Being a larger economy and more central to the workings of the European Union, it was Italy that got most of the publicity last week. But Spain’s change of government was more unexpected and every bit as interesting.
It’s best understood as finally giving effect to the results of the last Spanish election, held just short of two years ago. On that occasion (like the previous one, six months earlier), no party was close to a majority and a long period of uncertainty ensued. My report at the time explains the underlying arithmetic.
The then leader of the Socialist opposition, Pedro Sánchez, refused to support the continuation in office of prime minister Mariano Rajoy (from the centre-right People’s Party), but was unable to construct a viable alternative. Three months after the election, however, the decision was taken out of Sánchez’s hands, when poor performances in two regional elections brought dissent within his party to a head.

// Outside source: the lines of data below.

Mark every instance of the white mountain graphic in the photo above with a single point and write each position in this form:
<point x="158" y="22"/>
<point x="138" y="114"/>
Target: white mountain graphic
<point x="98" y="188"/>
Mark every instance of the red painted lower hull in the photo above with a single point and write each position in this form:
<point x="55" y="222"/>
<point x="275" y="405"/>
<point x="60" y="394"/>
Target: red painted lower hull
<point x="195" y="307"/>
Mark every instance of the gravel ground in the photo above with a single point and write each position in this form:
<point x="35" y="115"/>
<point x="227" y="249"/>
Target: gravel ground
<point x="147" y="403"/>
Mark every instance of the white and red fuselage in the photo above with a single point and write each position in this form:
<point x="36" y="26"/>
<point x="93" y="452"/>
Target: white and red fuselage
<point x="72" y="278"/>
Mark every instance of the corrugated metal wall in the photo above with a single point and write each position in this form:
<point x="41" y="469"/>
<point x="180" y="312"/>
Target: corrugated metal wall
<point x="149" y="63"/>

Sánchez’s critics argued (no doubt correctly) that to force a third election would be to invite a landslide victory to the People’s Party. Amid chaotic scenes he was forced to resign, and the party’s new interim leadership pushed through a decision to abstain on the investiture of a new Rajoy government. When the vote was held, 15 Socialist MPs defied the new line and continued to vote no, together with Podemos and the regionalist parties. But Rajoy won the vote 170 to 111, and was sworn in as prime minister in a minority government, ending a 314-day period of limbo.

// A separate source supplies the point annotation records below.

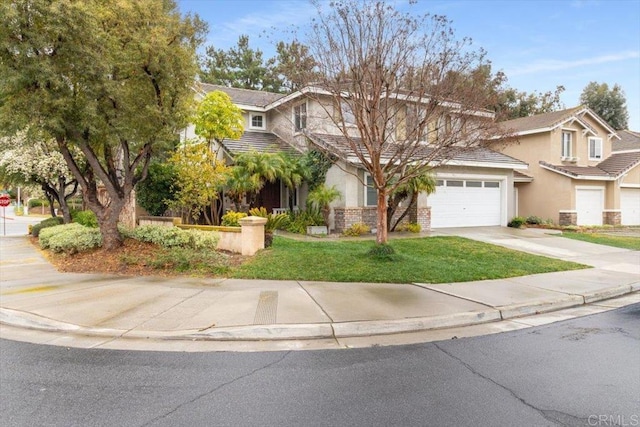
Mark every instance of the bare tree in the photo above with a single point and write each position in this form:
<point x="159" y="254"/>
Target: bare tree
<point x="407" y="85"/>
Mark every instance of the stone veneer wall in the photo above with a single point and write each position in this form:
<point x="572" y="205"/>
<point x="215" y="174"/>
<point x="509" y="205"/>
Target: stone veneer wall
<point x="568" y="218"/>
<point x="612" y="217"/>
<point x="346" y="217"/>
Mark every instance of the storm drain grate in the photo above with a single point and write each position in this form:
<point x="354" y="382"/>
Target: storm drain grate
<point x="267" y="308"/>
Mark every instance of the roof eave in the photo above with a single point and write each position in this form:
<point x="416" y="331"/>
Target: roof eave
<point x="580" y="177"/>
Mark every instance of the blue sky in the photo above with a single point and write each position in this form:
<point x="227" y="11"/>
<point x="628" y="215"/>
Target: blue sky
<point x="538" y="44"/>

With the Socialists divided and impotent, the radical left Podemos became by default the main opposition force. But its moment in the sun was short-lived; economic conditions were picking up and the populist tide was going into retreat. In early 2017 Sánchez announced that he would recontest his party’s leadership, and the Socialists’ standing started to recover. By that April they were back ahead of Podemos in the opinion polls, and in May a vote of party members gave Sánchez a comfortable majority. He was duly re-installed by the party’s federal congress a year ago.
Since then, he has been biding his time. Rajoy’s popularity has been in free fall; even his hardline stance against Catalan separatism seems to have only delivered votes to the centrist party, Citizens, who are even more aggressively centralist. Finally a slush fund scandal gave the Socialists their opportunity, and last Friday an opposition motion of no confidence was carried by 11 votes, 180 to 169 – the first time Spain’s parliament has brought down a government since the end of fascism.
Rajoy promptly resigned, and Sánchez was sworn into office the following day (pointedly taking the oath on the constitution instead of a bible – he is the first avowedly atheist leader of traditionally Catholic Spain). He is expected to name his cabinet this week.
Citizens supported Rajoy on the no confidence vote, even though they had previously called for a fresh election. But the other parties all backed Sánchez: the Socialists, Podemos and the autonomists of both right and left from Catalonia, the Basque country and the Canary Islands.
Between them, those parties represent a majority, albeit a narrow one – 50.7% – from the 2016 election. Parliament has finally put that majority into effect. That’s good news for the Catalans, who finally have a new government of their own, which can now look forward to a more conciliatory approach from Madrid.
But it appears that no other parties will be joining the Socialist government, and with such a narrow base it is unlikely that Sánchez will wait for long before taking the country back to the polls.
The contrast with Italy is interesting. There, the populist movement that capitalised on public discontent was basically non-political, but in Spain it came from the far left. Podemos leader Pablo Iglesias has been a troublemaker on a number of occasions, but there was never any chance that he would make common cause with the right, as the Five Star Movement in Italy has (somewhat reluctantly) done.
The other difference is that Rajoy’s People’s Party, although it has sounded the usual themes of modern right-wing politics, has remained within the mainstream; it has not given way to Trumpism in the fashion of Italy’s League.
I think that differences like this mostly come down to chance, but I can’t help wondering whether the fact that Spain’s experience of fascism is 30 years more recent than Italy’s might also have something to do with it.